Division, Ian Curtis, relacionada como ocasião de rearranjos para vários músicos envolvidos

na cena.

Há, verifica-se, um adensamento formidável de laços entre as duas formações. Na rede incipiente de 1976 se verifica que a densidade de relações atinge 0.049, ou seja, de 1953 possíveis relações entre os 63 agentes (músicos, jornalistas, produtores etc), apenas 96 se

realizam de fato, totalizando uma densidade de 0,049. Na rede subseqüente, traçada com base em dados relativos ao ano de 1980, 346 relações das 1953 possíveis se realizam, saltando consideravelmente para 0.177 a densidade da rede.

A abordagem procura atribuir sentido aos mecanismos de formação de redes, responsáveis pela grande variação no adensamento das redes na cena pós-punk de Manchester entre 1976 e 1980. Um destes mecanismos seria denominado “foci” e implicaria que eventos e lugares tendem a reunir agentes no tempo e espaço, favorecendo a formação de redes.
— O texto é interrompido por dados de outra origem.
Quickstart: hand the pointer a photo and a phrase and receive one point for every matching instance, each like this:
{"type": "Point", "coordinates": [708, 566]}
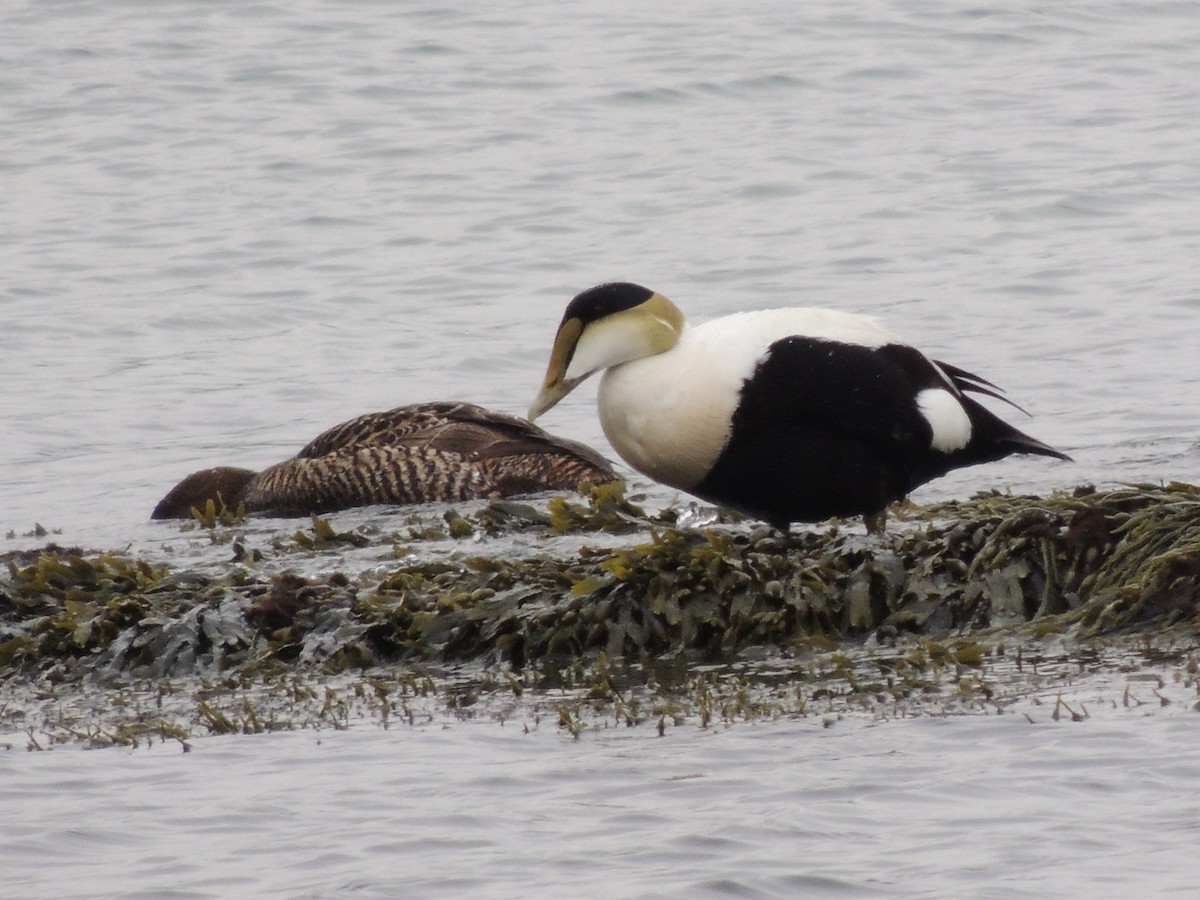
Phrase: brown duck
{"type": "Point", "coordinates": [415, 454]}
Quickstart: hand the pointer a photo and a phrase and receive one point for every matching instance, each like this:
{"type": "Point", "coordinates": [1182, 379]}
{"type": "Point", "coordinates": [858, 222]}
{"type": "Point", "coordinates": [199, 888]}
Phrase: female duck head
{"type": "Point", "coordinates": [604, 327]}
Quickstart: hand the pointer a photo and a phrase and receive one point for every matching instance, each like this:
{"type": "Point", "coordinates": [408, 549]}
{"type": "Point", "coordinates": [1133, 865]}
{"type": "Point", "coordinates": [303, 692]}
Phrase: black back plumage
{"type": "Point", "coordinates": [418, 454]}
{"type": "Point", "coordinates": [827, 429]}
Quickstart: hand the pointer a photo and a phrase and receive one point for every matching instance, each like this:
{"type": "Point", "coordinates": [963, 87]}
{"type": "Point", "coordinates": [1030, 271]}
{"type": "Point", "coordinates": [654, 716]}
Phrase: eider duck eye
{"type": "Point", "coordinates": [789, 415]}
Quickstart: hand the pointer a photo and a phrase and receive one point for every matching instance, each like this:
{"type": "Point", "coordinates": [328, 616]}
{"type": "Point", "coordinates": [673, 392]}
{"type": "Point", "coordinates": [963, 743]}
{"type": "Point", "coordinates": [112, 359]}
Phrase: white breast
{"type": "Point", "coordinates": [669, 415]}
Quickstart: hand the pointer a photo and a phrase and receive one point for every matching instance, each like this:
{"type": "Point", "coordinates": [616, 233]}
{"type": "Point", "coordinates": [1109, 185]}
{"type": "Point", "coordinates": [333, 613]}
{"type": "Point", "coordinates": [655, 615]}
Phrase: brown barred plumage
{"type": "Point", "coordinates": [415, 454]}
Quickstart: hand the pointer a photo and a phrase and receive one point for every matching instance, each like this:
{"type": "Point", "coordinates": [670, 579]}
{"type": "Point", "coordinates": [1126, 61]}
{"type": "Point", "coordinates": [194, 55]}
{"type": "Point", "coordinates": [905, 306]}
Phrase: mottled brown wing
{"type": "Point", "coordinates": [365, 475]}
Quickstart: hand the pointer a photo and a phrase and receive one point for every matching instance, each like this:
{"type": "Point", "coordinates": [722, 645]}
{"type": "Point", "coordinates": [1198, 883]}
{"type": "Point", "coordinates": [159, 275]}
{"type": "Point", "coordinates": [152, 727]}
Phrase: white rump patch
{"type": "Point", "coordinates": [947, 418]}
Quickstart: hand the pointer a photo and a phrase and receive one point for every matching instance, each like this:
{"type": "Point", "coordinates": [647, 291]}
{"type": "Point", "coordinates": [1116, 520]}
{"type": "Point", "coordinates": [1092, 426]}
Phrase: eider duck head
{"type": "Point", "coordinates": [604, 327]}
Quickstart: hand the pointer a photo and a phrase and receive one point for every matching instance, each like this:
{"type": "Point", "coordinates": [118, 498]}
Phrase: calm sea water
{"type": "Point", "coordinates": [227, 226]}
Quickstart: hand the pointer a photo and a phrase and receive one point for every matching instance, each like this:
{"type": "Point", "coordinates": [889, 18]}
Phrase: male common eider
{"type": "Point", "coordinates": [790, 415]}
{"type": "Point", "coordinates": [415, 454]}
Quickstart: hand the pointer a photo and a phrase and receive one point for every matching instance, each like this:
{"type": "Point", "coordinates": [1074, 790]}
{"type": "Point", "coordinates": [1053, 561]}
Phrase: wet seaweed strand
{"type": "Point", "coordinates": [1091, 561]}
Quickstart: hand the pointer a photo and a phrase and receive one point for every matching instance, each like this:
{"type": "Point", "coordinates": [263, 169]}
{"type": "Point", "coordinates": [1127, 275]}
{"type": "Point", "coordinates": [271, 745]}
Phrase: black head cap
{"type": "Point", "coordinates": [606, 299]}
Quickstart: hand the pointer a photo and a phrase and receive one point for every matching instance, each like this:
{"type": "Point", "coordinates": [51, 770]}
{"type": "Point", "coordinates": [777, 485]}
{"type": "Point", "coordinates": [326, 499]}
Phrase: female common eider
{"type": "Point", "coordinates": [790, 415]}
{"type": "Point", "coordinates": [415, 454]}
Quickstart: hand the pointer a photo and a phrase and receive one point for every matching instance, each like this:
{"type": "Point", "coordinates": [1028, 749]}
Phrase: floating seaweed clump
{"type": "Point", "coordinates": [1083, 564]}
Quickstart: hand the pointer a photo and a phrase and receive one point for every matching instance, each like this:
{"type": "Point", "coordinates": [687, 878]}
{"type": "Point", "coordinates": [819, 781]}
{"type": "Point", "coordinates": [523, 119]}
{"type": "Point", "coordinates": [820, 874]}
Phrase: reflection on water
{"type": "Point", "coordinates": [912, 808]}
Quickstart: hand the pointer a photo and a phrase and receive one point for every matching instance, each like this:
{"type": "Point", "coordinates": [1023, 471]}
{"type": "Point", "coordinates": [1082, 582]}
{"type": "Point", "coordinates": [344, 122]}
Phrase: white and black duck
{"type": "Point", "coordinates": [790, 414]}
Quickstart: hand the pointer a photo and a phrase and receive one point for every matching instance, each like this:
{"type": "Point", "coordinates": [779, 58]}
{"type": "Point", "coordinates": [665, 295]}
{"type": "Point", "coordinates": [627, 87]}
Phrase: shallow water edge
{"type": "Point", "coordinates": [598, 615]}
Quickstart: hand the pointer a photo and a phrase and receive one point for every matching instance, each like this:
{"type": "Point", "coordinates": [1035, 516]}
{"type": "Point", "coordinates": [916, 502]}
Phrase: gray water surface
{"type": "Point", "coordinates": [226, 227]}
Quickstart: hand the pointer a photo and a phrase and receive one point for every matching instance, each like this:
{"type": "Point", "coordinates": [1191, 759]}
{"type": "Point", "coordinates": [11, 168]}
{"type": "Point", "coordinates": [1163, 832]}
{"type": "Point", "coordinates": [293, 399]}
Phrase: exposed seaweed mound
{"type": "Point", "coordinates": [1092, 562]}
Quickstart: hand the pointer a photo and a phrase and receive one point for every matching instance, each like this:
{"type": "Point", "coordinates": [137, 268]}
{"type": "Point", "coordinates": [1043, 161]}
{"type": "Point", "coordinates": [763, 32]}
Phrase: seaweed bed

Interesses em comum levariam tais agentes aos mesmo lugares ao mesmo tempo, aumentando consideravelmente as chances de que se conheçam. Há, nesse sentido, também os “foci

mediados”, ou seja, veículos de comunicação (revistas especializadas, anúncios em lojas de

disco etc.) que aumentam ainda mais as chances de que os encontros entre agentes ocorram. Há ainda, no que concerne às casas e agentes, mecanismos de reputação que, como tais, garantem a formação de “alvos” mais propensos a interações.

Crossley entende a rede social como uma dimensão entre três, segundo as quais acredita que a produção cultural deva ser analisada. Outras duas seriam os recursos, ou a distribuição dos mesmos – que garantem poder num contexto de assimetria – e as convenções – na forma de técnicas, hábitos ou regras/normas. Tais dimensões estariam, no entanto, interagindo todo o tempo. Redes, recursos e convenções estariam interligados e baseados nas interações que lhes dão sentido. Dessa forma, não seriam estruturas rígidas, mas constantemente cambiantes e processuais. Para o sociólogo inglês, uma teorização nesse sentido é encontrada na conhecida obra de Becker (1982). Porém, este não teria levado suas diversas remissões às redes encontradas em Art Worlds à forma das análises propriamente ditas.

Conforme se afirmou acima, os trabalhos primordiais de Crossley aplicam a análise de redes, construídas segundo documentação histórica, a cenas musicais locais. Ao fazê-lo, demonstra convincentemente o importante papel desempenhado pelos adensamentos de redes – como incentivadores da cooperação e confiança entre agentes –; o diâmetro das mesmas – que, quando relativamente baixos, propiciam a rápida e precisa circulação de informações –; e da média do grau de centralidade – que determina a quantos outros um agente em uma rede está conectado, ensejando, quando alto, maior poder de convencimento de pares.

Gostar-se-ia, portanto, de utilizar tais medidas de análise adiante, aplicando-as ao caso da cena indie belo-horizontina. Guardar-se-ão, evidentemente, as devidas diferenças. As unidades de análise, por exemplo, não serão indivíduos, mas bandas; e os dados recolhidos dizem respeito a eventos objetivos. Porém, espera-se demonstrar minimamente o caráter

articulador presente nos recentes desenvolvimentos da cena, superando em parte, até mesmo, as fortes barreiras impostas pela comercialização compartimentada em gêneros musicais.